In local mode no cluster resources are used.  It is easy to setup and is good for small scale testing.

In [None]:
import pyspark

# Create a SparkContext in local mode
sc = pyspark.SparkContext("local")

In [None]:
# Test the context is working by creating an RDD and performing a simple operation
rdd = sc.parallelize(range(10))
print rdd.count()

In [None]:
# Find out ore information about your SparkContext
print 'Python Version: ' + sc.pythonVer
print 'Spark Version: ' + sc.version
print 'Spark Master: ' + sc.master
print 'Spark Home: ' + str(sc.sparkHome)
print 'Spark User: ' + str(sc.sparkUser())
print 'Application Name: ' + sc.appName
print 'Application Id: ' + sc.applicationId

In [None]:
# Stop the context when you are done with it. When you stop the SparkContext resources 
# are released and no further operations can be performed within that context.
sc.stop()

## Create a SparkContext in yarn-client mode

In yarn-client mode, a Spark job is launched in the cluster.  This is needed to work with big data.

In [None]:
import pyspark

# create a configuration
conf = pyspark.SparkConf()

# set the master to "yarn-client"
conf.setMaster("yarn-client")

# set other options as desired
conf.set("spark.driver.memory", "512mb")
conf.set("spark.executor.memory", "1g")

# create the context
sc = pyspark.SparkContext(conf=conf)


In [None]:
# Test the context is working by creating an RDD and performing a simple operation
rdd = sc.parallelize(range(10))
print rdd.count()

In [None]:
# Find out ore information about your SparkContext
print 'Python Version: ' + sc.pythonVer
print 'Spark Version: ' + sc.version
print 'Spark Master: ' + sc.master
print 'Spark Home: ' + str(sc.sparkHome)
print 'Spark User: ' + str(sc.sparkUser())
print 'Application Name: ' + sc.appName
print 'Application Id: ' + sc.applicationId

In [None]:
# Stop the context when you are done with it.
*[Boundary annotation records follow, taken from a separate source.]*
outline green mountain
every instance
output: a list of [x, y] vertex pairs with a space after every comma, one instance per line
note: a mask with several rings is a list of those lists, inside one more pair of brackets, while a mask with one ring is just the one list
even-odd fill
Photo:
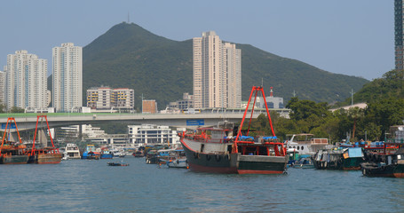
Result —
[[[367, 83], [353, 94], [353, 102], [372, 102], [384, 99], [404, 99], [404, 71], [392, 70], [383, 75], [381, 78]], [[351, 97], [337, 106], [351, 104]]]
[[[289, 100], [293, 92], [300, 99], [334, 102], [359, 90], [366, 79], [336, 75], [298, 60], [282, 58], [249, 44], [242, 49], [242, 99], [253, 85], [263, 82], [267, 95]], [[121, 23], [99, 36], [83, 51], [83, 88], [110, 86], [135, 90], [136, 106], [141, 95], [155, 99], [160, 109], [192, 93], [192, 39], [173, 41], [136, 24]], [[85, 102], [84, 102], [85, 103]]]

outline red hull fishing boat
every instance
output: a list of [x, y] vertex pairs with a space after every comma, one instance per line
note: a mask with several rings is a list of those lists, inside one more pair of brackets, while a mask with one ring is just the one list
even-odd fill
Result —
[[[5, 140], [8, 138], [12, 129], [12, 122], [14, 122], [15, 129], [19, 137], [19, 142]], [[14, 127], [12, 127], [14, 128]], [[8, 132], [7, 132], [8, 131]], [[28, 156], [24, 154], [26, 146], [22, 144], [20, 138], [19, 129], [14, 118], [8, 118], [5, 124], [4, 134], [3, 135], [2, 146], [0, 146], [0, 164], [25, 164], [28, 161]]]
[[[250, 137], [250, 124], [258, 91], [265, 103], [271, 126], [271, 137]], [[249, 127], [242, 126], [254, 94]], [[282, 174], [288, 156], [283, 143], [279, 142], [272, 124], [264, 89], [252, 87], [240, 127], [221, 122], [216, 128], [200, 128], [196, 133], [181, 134], [181, 144], [186, 152], [190, 170], [202, 172], [235, 174]]]
[[[43, 148], [36, 148], [36, 133], [38, 131], [38, 122], [41, 118], [42, 122], [44, 122], [44, 118], [46, 121], [46, 126], [48, 128], [49, 136], [51, 138], [51, 147], [43, 147]], [[36, 116], [36, 132], [34, 135], [34, 142], [32, 145], [32, 150], [28, 152], [29, 155], [28, 163], [38, 163], [38, 164], [55, 164], [60, 163], [62, 159], [61, 153], [59, 152], [59, 148], [56, 148], [53, 144], [53, 139], [51, 138], [51, 130], [49, 128], [48, 118], [44, 114], [40, 114]]]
When you stop the SparkContext resources 
# are released and no further operations can be performed within that context.
sc.stop()

## Using Spark Submit

It is possible to upload jars via Jupyter and use Spark Submit to run them.

In [None]:
# Call spark-submit to run the SparkPi example that ships with Spark.
# We didn't need to upload this jar because it is already loaded on the system.
!spark-submit --class org.apache.spark.examples.SparkPi \
    --master local \
    /usr/local/spark/lib/spark-examples-*.jar \
    10

Alternatively, you can access the [Jupyter dashboard](/tree) and then choose "New -> Terminal" to run spark-submit at the command line.